L’été retourne le raisonnement d’un bloc. Le kilowattheure redevient une dépense sèche, la pièce devient invivable, et dans un logement climatisé chaque watt se paie deux fois : une fois pour le produire, une fois pour l’évacuer. D’octobre à avril, il tourne ; ensuite il s’arrête, ou redescend sur les seules heures creuses pendant les six mois chauds. C’est aussi la saison où les cartes se louent le mieux, puisque la demande de calcul, elle, ignore le calendrier du chauffage. Le détail des performances de la RTX 5090 en minage et de celles de la RTX 4090 face aux algorithmes actuels sert à calibrer l’ensemble avant d’acheter quoi que ce soit.

Questions fréquentes

  • Combien rapporte un rig minage de six cartes par mois ? Au 13 août 2026, six RTX 5090 sur l’algorithme le mieux payé produisent 379 € bruts et consomment 443 € de courant au tarif réglementé base.
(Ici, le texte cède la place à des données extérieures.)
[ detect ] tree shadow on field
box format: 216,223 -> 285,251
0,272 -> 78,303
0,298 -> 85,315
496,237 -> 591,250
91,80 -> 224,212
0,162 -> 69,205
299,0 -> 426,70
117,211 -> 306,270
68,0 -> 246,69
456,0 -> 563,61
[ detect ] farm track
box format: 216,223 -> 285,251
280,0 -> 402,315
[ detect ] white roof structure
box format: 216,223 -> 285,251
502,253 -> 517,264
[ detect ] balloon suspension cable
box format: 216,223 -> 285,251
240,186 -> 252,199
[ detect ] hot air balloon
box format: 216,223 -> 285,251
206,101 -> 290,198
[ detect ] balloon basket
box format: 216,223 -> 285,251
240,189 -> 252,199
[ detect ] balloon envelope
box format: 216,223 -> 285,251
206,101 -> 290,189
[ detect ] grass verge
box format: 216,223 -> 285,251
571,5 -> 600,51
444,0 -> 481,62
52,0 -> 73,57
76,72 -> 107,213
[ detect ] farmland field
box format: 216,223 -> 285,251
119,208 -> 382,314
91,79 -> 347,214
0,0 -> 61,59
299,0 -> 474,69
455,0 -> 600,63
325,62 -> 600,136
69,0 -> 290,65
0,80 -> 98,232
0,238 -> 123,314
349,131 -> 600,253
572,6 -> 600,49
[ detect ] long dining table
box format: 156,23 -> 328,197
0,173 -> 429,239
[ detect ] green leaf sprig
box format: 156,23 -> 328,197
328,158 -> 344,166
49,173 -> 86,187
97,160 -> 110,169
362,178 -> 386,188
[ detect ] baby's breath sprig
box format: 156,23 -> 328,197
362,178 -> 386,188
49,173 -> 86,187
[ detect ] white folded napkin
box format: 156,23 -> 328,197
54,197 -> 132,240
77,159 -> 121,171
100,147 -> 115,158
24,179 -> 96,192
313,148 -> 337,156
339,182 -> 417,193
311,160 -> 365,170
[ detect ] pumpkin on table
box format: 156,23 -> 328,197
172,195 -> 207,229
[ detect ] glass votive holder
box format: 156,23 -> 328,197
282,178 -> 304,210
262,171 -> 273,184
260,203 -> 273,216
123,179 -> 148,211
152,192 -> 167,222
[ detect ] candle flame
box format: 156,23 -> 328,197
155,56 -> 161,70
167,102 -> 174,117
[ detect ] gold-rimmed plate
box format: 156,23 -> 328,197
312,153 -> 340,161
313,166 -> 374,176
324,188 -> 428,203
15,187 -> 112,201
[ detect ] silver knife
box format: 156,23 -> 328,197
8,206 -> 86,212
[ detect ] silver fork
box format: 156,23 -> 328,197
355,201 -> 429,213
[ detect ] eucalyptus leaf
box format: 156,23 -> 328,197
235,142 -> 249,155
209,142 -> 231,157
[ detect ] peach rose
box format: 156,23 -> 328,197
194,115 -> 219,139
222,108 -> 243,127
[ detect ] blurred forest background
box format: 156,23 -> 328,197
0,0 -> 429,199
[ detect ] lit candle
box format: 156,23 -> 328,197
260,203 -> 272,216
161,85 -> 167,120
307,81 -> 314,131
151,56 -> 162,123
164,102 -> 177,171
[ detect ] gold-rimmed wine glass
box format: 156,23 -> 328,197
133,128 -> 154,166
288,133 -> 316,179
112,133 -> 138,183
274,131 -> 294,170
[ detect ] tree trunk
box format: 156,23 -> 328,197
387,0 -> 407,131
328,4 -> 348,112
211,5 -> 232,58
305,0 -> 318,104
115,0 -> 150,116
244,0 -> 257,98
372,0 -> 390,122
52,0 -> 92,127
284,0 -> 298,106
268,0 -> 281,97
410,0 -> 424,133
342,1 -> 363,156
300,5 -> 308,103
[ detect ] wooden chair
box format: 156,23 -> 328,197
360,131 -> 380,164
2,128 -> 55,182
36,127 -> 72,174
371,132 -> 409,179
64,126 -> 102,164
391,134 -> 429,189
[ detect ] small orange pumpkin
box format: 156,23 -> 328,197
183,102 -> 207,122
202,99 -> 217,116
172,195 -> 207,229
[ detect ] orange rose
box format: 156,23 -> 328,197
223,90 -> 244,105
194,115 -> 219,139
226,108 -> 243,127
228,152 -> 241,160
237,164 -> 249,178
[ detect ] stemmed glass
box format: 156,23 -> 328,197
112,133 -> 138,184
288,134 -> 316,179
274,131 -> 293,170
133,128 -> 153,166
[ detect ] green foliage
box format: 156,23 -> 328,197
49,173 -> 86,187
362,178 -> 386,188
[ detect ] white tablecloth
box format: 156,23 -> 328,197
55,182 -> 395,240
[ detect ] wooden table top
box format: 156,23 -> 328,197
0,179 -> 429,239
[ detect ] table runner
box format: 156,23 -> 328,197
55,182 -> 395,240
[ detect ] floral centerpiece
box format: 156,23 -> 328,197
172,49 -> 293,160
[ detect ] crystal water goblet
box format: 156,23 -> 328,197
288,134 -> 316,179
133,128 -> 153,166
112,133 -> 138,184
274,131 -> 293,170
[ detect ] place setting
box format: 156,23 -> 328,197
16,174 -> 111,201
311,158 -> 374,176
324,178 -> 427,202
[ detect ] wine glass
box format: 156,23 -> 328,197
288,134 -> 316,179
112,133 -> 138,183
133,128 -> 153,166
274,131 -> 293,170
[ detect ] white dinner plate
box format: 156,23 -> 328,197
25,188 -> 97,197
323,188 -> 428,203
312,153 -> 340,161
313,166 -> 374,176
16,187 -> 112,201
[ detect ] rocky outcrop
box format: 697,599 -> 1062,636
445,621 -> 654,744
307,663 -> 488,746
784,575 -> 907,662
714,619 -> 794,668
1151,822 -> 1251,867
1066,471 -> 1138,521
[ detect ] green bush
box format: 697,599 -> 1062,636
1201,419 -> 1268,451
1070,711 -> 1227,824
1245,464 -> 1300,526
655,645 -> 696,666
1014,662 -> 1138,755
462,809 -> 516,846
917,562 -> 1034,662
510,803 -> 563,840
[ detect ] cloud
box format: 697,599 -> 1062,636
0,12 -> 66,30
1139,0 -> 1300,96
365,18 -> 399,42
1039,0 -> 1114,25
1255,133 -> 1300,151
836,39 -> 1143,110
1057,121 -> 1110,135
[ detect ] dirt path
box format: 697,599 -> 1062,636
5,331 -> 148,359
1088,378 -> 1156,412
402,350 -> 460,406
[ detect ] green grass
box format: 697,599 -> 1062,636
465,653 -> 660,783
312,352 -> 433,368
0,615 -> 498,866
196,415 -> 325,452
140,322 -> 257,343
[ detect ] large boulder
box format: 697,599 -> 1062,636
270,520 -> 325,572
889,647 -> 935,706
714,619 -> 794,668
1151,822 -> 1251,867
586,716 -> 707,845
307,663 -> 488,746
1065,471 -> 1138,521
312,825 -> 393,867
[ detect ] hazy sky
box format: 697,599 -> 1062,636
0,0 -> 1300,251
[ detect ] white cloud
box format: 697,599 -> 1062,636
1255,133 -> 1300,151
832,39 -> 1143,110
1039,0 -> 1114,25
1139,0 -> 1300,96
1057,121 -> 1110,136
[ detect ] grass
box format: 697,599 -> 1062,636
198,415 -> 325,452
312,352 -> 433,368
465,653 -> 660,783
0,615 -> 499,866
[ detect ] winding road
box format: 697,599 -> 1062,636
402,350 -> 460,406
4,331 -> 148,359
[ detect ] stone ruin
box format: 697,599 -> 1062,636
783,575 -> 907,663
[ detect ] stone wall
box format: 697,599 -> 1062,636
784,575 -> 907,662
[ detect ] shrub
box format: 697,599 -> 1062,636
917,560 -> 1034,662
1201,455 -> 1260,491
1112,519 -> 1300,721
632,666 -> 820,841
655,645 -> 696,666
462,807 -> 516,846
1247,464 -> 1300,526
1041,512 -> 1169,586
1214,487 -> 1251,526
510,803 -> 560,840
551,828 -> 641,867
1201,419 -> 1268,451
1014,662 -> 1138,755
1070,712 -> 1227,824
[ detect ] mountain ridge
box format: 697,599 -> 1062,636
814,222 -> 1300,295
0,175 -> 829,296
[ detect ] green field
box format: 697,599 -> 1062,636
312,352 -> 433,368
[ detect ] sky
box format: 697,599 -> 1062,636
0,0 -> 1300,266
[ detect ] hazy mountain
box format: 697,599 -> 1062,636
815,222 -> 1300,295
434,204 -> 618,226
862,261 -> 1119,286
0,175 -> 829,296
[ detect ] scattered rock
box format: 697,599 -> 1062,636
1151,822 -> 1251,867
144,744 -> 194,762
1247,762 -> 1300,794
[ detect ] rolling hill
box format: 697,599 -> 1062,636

Le résultat mensuel est donc négatif d’environ 64 €. Sur les seules heures creuses, il devient positif de 8 € par mois.

  • Quelle carte choisir pour la meilleure rentabilité d’un rig de minage ? Celle dont la bande passante mémoire est la plus élevée par watt une fois bridée, pas celle qui affiche le plus gros hashrate d’usine. Une Radeon RX 9070 XT descendue à 144 W tient un seuil de 0,020 € le kilowattheure, le double de ce que la même carte supporte à ses 304 W d’origine. Ni l’un ni l’autre n’approche le prix français du courant : le bridage améliore le solde, il ne le sauve pas.

  • Vaut-il mieux miner ou louer sa carte graphique ? Louer, à matériel identique, dans un rapport de deux à cinq. La location exige en revanche une machine disponible en permanence, une connexion mesurée par la plateforme et une déclaration fiscale différente de celle du minage.

  • Un rig d’occasion est-il une bonne affaire ? Rarement, et pour une raison mécanique : les cartes ont tourné en continu, souvent sans bridage, et les ventilateurs arrivent en fin de vie avant les puces. Le prix demandé doit intégrer un jeu de ventilateurs et une alimentation de rechange, sans quoi la bonne affaire se paie au premier hiver.